“From today, painting is dead.” The sentence is attributed to the French painter Paul Delaroche after he first saw a daguerreotype. The quote reminds us of a real fear of the time: photography had arrived, and painting seemed to have lost its old duty of capturing the world as it appears. But painting did not die. On the contrary, it became freer. Once the camera could reproduce the look of things, painters could ask better questions: how seeing feels; how memory rearranges what it keeps; how emotion bends reality; how time, movement, dreams, or invisible structures might be given a body. Out of this release came much of modern art: Impressionism, Symbolism, Expressionism, Cubism, Abstraction, Surrealism.
Something similar may now be happening to mathematics and science. Large Language Models (LLMs) can already solve “gentle problems.” The Fields Medalist Timothy Gowers recently used ChatGPT 5.5 Pro to solve a combinatorics problem, and he got a correct solution! He concludes:
Tim Gowers: AI Is Already Producing PhD-Level Mathematics.
The lower bound for contributing to mathematics will now be to prove something that LLMs can’t prove, rather than simply to prove something that nobody has proved up to now and that at least somebody finds interesting.
Although this doesn’t announce the end of mathematics or science, it definitely changes the ground under the feet of those still learning how to enter this endeavor. And the ground is moving quickly. AI models are becoming astonishingly good at an unprecedented pace, and as long as “some” original research exists, there will be new data that prevents the whole system from “cannibalizing” itself. This means we may still need humans to do original work, but perhaps fewer of them, and this is exactly where the unease begins!
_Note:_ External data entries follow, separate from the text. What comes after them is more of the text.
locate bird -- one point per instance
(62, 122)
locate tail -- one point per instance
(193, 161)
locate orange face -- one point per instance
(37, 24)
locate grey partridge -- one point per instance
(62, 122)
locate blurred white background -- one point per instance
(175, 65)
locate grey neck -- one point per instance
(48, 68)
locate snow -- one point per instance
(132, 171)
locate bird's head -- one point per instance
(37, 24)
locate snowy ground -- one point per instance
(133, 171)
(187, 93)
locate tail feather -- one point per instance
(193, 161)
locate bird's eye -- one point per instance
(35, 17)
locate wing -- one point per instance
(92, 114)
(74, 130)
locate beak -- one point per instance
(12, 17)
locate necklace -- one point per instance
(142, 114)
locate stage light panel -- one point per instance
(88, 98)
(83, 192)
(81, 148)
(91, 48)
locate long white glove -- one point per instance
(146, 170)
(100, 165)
Many researchers are already working with a small team of AI assistants: testing ideas faster, searching more widely, and doing work that would have been impossible alone. So, for a researcher who can secure a position at a prestigious institution with access to the latest models, the future may look bright. But for others, it can be a fragile brightness. Even the privileged researcher must make sure not to become the least necessary member of that team! Academia, after all, is not only a place for creativity and originality. It also has a corporate face: metrics, rankings, temporary contracts, visas, deliverables, and replaceable people.
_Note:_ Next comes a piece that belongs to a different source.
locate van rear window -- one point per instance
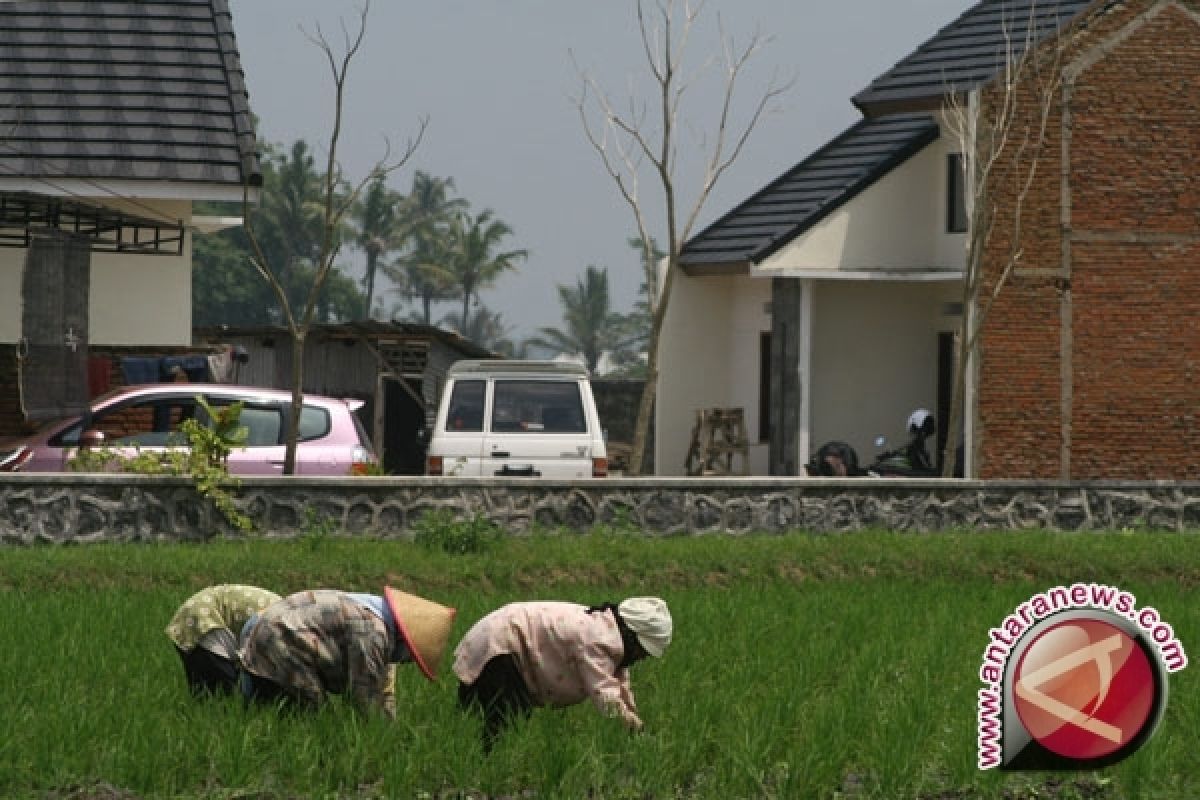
(538, 407)
(466, 405)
State-of-the-art AI is not free, not cheap, and not available to everyone in the same way. As these tools are becoming part of the research ecosystem, access to them will become another hidden inequality in academia. On top of this, major AI companies are not like public libraries; they have owners, markets, incentives, and conversations with Big Brother. So the question is no longer only whether LLMs can do research. They already can do some of it. The question is what kind of academic world we build around them: who becomes freer, who becomes replaceable, and who is left outside the door.